LB: Well, we used to buy the orchards.
PL: Mm.
LB: Buy the apples on the trees in the orchards. Then we had, a, a, about half-a-dozen chaps we employed that used to pick them up by so much a basket or a peck [dry measure of eight quarts or sixteen pints] in those days. And er...
PL: What were the baskets like? Were they...?
LB: Well, quart, what we used to call quarter sack baskets, hold about fifty pounds, and they used to fill, pick up the four baskets for a shilling in, in 1920s and then some of our own chaps would go as well with the lorry, horse trolleys, and pick up and bring back the fruit as well. But, we used to buy about two hundred acres locally, year after year; we used to have the same orchards mostly.
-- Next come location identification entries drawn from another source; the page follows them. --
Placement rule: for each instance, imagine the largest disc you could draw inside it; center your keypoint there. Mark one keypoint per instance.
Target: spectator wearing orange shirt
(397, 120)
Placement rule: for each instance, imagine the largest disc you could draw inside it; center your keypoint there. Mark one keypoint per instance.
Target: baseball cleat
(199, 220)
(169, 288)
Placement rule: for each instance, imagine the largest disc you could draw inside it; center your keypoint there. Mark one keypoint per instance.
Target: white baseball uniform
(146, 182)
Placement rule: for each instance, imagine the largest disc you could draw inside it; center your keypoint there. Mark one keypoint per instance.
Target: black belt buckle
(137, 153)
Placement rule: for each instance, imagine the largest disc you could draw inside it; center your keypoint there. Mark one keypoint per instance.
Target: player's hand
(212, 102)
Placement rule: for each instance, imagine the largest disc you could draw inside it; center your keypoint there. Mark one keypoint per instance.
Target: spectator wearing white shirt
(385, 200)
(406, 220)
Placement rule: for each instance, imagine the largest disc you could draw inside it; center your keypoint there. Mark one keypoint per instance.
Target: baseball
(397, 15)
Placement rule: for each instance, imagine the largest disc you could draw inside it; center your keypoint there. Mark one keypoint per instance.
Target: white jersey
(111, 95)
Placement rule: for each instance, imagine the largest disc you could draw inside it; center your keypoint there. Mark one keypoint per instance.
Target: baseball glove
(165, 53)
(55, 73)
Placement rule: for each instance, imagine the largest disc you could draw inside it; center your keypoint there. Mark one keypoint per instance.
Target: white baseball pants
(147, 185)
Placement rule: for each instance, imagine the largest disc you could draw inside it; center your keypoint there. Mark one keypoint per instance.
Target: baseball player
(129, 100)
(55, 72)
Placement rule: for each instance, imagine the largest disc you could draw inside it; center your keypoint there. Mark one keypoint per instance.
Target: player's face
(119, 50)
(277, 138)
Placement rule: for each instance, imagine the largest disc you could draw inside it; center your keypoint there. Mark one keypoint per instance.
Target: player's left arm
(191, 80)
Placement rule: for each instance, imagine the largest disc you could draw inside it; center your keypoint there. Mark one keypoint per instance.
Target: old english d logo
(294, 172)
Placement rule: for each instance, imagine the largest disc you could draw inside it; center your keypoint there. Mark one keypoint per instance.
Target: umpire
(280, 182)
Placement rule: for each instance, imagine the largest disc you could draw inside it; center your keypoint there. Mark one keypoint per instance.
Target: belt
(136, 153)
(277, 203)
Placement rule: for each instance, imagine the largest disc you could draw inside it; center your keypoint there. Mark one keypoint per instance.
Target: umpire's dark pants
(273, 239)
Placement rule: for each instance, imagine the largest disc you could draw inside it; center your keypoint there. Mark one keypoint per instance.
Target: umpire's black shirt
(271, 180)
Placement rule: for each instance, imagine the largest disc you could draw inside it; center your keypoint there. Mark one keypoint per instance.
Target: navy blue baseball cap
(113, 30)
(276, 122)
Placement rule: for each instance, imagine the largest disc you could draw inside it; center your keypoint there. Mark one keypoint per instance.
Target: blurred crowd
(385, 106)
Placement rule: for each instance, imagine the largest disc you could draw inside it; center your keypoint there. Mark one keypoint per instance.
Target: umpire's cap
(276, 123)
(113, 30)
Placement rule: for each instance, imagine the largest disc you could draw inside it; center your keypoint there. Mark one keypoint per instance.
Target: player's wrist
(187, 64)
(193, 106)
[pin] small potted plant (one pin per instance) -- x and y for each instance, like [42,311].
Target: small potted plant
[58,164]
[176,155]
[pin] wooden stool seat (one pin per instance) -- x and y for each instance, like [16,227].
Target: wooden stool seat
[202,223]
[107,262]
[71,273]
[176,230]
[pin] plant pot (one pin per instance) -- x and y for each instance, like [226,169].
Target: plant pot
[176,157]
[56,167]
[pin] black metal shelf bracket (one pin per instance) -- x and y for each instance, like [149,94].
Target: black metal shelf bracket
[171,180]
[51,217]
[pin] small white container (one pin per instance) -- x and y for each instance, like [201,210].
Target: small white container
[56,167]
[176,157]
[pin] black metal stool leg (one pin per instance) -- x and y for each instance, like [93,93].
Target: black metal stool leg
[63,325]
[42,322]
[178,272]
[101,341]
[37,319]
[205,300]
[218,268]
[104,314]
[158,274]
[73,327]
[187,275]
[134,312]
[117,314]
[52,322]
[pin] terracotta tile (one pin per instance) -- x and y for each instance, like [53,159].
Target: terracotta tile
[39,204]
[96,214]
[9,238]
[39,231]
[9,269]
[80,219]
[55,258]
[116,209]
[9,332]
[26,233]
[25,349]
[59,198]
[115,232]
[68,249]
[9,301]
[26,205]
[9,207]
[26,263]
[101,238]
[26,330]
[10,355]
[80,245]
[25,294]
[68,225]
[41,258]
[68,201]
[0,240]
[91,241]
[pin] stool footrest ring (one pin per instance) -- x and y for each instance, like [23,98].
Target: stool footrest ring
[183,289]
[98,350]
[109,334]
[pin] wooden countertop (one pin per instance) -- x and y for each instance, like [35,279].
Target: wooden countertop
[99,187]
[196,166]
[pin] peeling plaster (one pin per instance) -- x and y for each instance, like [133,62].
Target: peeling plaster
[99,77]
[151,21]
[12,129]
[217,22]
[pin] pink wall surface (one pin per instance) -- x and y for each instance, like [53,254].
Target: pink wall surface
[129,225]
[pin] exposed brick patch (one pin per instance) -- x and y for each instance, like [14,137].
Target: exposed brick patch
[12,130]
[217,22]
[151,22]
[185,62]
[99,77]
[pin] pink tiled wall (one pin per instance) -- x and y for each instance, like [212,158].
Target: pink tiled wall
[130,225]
And, then we’d buy a lot, by the ton which would be delivered from down the country, Martock, Shillingstone, Devon, and through that country. And then we’d mix this fruit with our own fruit, and by doing that you get a quality cider and a cider that would keep its colour and sparkle nicely for the trade, you know. Other...
PL: So what kind of apples did you particularly like?
LB: Well, you had a mixture of bitter-sweets or, the main variety we liked were mixed with a sharper apple, a bit. But you got quite a good cider from, from a bitter-sweet mixture, and of course Kingston Blacks were few and far between. There were a few tons come in but they were very rare. And we used to press this in the early stages with two double-screw press, presses, and then...
LB: ...about two hundred cattle every autumn when we were cider making and used most of the apples on it ourselves for fattening cattle which we used to show quite a lot at Christmas times. And [] taken dozens, hundreds of prizes, I suppose, all over the place.